Wellington once called Picton, commander of the 5th British Infantry Division at Waterloo, as “rough, foul mouthed a devil as ever lived”. He was certainly coarse, moody and impetuous but was also an able commander who had the grudging respect of his troops and perhaps their love.
He was originally commissioned into the 12th Foot (East Suffolk)at 13 years of age. By the time he was twenty he had attained the rank of Captain. He spent many years in the West Indies where he eventually became the first Governor of Trinidad. His career then took a turn for the worst when he was sent home in disgrace for condoning the torture of a local woman.

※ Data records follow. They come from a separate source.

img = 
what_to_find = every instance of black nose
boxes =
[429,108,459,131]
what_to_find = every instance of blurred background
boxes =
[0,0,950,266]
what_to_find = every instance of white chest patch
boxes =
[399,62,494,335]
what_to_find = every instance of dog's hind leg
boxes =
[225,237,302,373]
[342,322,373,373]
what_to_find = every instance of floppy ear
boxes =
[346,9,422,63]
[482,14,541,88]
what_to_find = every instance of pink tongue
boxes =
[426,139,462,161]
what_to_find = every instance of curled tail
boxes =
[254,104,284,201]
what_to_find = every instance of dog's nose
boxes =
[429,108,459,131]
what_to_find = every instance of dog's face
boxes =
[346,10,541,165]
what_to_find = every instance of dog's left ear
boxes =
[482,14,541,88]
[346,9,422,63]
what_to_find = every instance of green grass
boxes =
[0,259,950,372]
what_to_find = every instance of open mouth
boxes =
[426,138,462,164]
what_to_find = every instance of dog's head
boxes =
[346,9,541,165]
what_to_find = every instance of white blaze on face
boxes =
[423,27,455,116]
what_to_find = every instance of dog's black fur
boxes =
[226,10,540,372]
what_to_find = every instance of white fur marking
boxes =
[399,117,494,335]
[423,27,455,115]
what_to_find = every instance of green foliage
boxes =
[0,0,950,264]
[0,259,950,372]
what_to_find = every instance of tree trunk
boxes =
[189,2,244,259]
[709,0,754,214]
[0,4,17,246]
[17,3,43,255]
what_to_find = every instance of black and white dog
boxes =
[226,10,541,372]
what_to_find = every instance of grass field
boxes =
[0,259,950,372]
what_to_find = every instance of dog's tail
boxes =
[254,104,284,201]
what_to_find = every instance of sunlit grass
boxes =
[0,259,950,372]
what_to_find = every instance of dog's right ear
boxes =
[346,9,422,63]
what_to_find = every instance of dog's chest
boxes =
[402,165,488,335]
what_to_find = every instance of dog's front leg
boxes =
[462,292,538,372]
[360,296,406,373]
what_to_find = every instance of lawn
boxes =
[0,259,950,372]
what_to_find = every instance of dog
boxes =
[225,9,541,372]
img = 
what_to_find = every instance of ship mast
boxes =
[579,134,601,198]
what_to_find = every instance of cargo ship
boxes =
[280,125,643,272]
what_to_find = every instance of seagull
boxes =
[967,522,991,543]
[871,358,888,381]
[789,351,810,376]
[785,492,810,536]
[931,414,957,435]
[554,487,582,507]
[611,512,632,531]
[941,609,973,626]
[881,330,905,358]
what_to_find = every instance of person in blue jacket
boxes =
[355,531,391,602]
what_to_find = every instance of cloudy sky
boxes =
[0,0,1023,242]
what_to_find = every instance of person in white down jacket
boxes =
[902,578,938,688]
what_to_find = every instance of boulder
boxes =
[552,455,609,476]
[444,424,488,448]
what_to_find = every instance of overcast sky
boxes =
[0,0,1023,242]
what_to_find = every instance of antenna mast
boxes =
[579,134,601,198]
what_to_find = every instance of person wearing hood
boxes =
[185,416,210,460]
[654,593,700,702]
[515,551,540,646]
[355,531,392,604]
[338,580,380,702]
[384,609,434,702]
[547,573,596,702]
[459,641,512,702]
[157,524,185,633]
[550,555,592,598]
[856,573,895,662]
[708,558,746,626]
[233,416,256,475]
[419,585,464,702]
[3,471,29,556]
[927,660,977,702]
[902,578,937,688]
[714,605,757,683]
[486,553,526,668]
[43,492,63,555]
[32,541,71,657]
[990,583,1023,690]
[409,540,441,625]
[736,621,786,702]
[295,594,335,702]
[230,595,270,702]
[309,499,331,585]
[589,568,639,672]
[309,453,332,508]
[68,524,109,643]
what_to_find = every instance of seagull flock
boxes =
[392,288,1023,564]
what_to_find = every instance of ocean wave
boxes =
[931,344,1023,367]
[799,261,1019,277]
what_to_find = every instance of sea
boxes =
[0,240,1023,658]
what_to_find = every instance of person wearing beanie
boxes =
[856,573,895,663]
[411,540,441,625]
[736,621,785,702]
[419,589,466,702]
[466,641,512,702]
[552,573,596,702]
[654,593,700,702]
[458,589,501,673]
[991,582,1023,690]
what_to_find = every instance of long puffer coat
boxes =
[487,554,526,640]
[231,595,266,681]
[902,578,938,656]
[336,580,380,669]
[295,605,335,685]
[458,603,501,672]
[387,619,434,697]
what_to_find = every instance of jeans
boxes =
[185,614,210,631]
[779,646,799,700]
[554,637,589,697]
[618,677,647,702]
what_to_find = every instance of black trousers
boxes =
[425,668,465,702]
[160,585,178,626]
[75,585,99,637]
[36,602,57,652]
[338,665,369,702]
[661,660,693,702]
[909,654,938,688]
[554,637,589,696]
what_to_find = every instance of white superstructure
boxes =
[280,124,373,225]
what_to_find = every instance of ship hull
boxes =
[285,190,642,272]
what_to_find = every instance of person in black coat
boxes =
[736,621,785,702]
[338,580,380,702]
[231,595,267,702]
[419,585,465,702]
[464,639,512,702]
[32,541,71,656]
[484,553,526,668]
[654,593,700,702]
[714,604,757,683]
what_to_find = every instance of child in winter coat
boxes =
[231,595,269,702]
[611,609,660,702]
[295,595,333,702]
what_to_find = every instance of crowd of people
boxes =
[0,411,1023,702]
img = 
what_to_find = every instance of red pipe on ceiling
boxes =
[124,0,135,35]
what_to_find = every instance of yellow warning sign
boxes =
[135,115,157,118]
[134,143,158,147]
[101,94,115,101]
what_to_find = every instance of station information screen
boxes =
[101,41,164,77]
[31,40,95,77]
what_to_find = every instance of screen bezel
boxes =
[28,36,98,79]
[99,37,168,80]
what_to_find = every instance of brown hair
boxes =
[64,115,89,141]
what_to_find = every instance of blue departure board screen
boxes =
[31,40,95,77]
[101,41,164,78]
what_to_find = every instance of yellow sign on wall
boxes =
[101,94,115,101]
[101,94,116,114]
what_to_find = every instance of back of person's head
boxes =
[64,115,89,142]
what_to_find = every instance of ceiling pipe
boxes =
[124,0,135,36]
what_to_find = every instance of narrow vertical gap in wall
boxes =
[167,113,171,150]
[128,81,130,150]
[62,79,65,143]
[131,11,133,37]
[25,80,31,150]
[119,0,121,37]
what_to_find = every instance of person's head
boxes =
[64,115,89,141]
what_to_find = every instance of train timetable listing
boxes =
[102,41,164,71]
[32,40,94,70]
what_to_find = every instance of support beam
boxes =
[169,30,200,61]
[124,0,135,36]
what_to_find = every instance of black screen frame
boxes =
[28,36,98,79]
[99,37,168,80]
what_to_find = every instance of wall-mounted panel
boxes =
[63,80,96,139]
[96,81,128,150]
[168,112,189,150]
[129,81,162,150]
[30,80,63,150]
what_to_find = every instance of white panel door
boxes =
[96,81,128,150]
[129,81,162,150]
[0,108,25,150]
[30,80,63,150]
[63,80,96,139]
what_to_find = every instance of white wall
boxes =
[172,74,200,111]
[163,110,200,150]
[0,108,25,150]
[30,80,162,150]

Despite this setback his career continued to flourish but not without controversy. Of particular note was his falling out with 88th Foot when he had 2 men flogged for stealing and then lambasted the whole regiment stating that they would be known in the Army as the “Irish Footpads”. The 88th were never to forgive Picton and refused to contribute to a plate presented to him by his division.
Despite his faults Picton was extremely brave and was often in the thick of the fighting or leading his division from the front throughout the Peninsular War.
By the time the British army had crossed the Pyrenees and reached Toulouse Picton had grown weary of soldiering. This outlook was not helped by his bitterness of not being awarded a peerage. Thus at the age of 56 Picton retired and it took all of Wellingtons persuasive skills to get Picton to join him for the final battle of Waterloo.
His division was badly mauled at Quatre Bras before withdrawing to Waterloo. During the battle of Waterloo Picton was to lose his life leading his division in a counter attack against Donzelots division.
Without doubt Hill was Wellingtons most trusted general, often given independent commands during The Peninsular War. He fought throughout the Peninsular War where his battlefield skills ensured his rapid promotion from brigade commander to divisional commander and then lieutenant general in less than 3 years.
He gained a reputation for a military mind that not only looked for victory but also looked after the concerns of his men. His military planning was meticulous and benefited from cunning foresight. As a person he was “kind and charitable” and became known to his men as “Daddy Hill”.
Originally commissioned into the 38th Foot (Stafford’s) he then had a peripatetic career serving as commander of the 53rd Foot (Shropshire’s) and the 90th Foot (Perthshire Volunteers) as well as a staff officer in the defence of Toulon.
At Waterloo his corps had little involvement in the battle with only the 2nd Infantry division seeing action against the French. Despite this Hill remained one of Wellington’s favourites’ and on his death the Duke wrote “nothing ever occurred to interrupt for one moment the friendly and intimate relations that subsisted between us”.